Нет, надо было с ними, в исторически загаженных окраинах города, уже до крайности перезастроенных грузными, безвкусными коробками, с их владельцами из бывшего административного ресурса, депутатами, ментами и успешными городскими барыгами. Дома за трехметровыми глухими заборами из штабнастила были натыканы по оврагам и пригоркам, и если рядом не было ручейка с кладбища, то обязательно огромные стояки высоковольтного напряжения с гудящими проводами. Дома стояли окно в окно и позволяли углубленно вникать в жизнь соседей и воровать из общих подателей электричество. Собаки бегали по периметрам, огражденным глухими стенами, и гавкали на всякий шорох. А не видя, на что гавкают, падали в обмороки и со временем зарабатывали сердечные болезни. А собаки были дорогие и, как правило, ростом со среднего медведя.

А реалии просты: стоя на улице у такого забора, легко было проковырять дырочку и по потребности перебросить гранату, куда надо. «Он тебя видит, а ты его нет». Игра такая. И земля не родит на камнях и в туманах. А в предгорье – другой климат, другой мир, в соседях сельчане, заборы условные, а значит, и дышится по-другому. В том мире, затхлом и вонючем, полной грудью не дышат. Там дышат сплетнями и склоками, клюют и обсирают ближних из страха, что придет дальний и обсерит. Моя мотивация была такая, только не всем высказанная, кому и высказанная, то не всеми понятая.

Посетил тут хоккейный матч на арене имени того, кто катался в «Красной машине», а сейчас гражданин США русского происхождения. Ну не думал, что буду так впечатлен. Подъехал и восхитился невиданной для наших территорий парковкой, обширной и ухоженно разлинованной. На ней – с полсотни дорогих, намытых в большинстве своем черных машин. А вокруг них – публика, как бы спортивные фанаты. Здесь весь стареющий городской бомонд – те, кто прежде терся при ресторанах и в барах, потом в казино, сегодня изображали из себя английских лордов со спутницами у хоккейных подмостков. Блеск машинных крыльев и переливающиеся платья от кутюр на обвисших бедрах стареющих городских куртизанок, а также сигареты в наращенных, гнойного цвета ногтях были верным свидетельством того, что они уже пристроились или вот-вот пристроятся к персоналиям, равным по значимости покойному премьеру Черчиллю, он же граф Мальборо. Город комично копировал то, что с коммерческим хоккеем, тренерами и судьями притащили из Москвы. Бомонд, похваставшись и посплетничав, расходился по выкупленным ложам. Впечатление было, что я в императорском театре, ибо барышни были в вечерних платьях с декольте и в украшениях, а баре в пиджаках из разноцветных шкур питонов и перстнях на шести-семи пальцах. Они на верхних смотровых местах, а внизу – так себе контингент, молодые длинноногие девушки, которые все время задирали юбки и светили ляжки верхним ярусам, где их тайные покровители, стыдясь, сидели в обществе своих насиликоненных, натянутых и пьющих жен – ревнивых старушек. А вокруг мальчики и юноши, с огромными ведрами зажаренных куриных ног, с замасленными лицами и бодрым настроением.

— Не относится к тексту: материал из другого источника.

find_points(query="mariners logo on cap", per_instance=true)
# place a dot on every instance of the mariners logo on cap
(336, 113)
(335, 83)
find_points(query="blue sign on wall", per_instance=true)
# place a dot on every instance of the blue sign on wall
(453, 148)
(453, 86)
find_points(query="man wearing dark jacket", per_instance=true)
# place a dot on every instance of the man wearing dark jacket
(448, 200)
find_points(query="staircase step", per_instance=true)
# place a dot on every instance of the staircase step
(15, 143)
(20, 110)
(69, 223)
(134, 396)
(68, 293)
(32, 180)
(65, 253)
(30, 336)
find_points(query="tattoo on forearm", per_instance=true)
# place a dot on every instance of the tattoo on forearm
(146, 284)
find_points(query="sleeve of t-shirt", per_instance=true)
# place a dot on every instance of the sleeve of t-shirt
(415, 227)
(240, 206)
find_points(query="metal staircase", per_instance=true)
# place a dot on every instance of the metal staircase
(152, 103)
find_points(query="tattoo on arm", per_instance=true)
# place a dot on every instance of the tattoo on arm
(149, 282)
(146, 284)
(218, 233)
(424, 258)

На сцене группа поддержки закидывает за голову ноги и размахивает красными шарами. Потом туда выходит первое лицо региональной власти с приветственной речью. Не столько от речи, сколько от его передвижений по сцене с раскачиванием бедер сквозило неприкрытой педерастией. Не хуже были уборщик льда и катающийся по площадке, себя показывающий судья в полосатой поддевке и штанах в обтяжку. Все, что было задумано, из столицы заплыло к нам.

Сам матч был не менее примечательным, все спортсмены были дорого снаряженные, а что это хоккей – можно было угадать лишь по клюшкам и конькам. На такие матчи билетов никогда не было, и меня пристроили на техническое место между скамейкой запасных и скамейкой оштрафованных. По площадке катались под ужасный грохот барабанов, и было впечатление, что меньше всего игра эта была нужна самим играющим. Они показно мазали по воротам, а когда в одну сторону назначили буллит, а сторона была та, в которой я сидел, то ни запасные, ни оштрафованные даже не повернули туда головы. Все было наносное и театральное.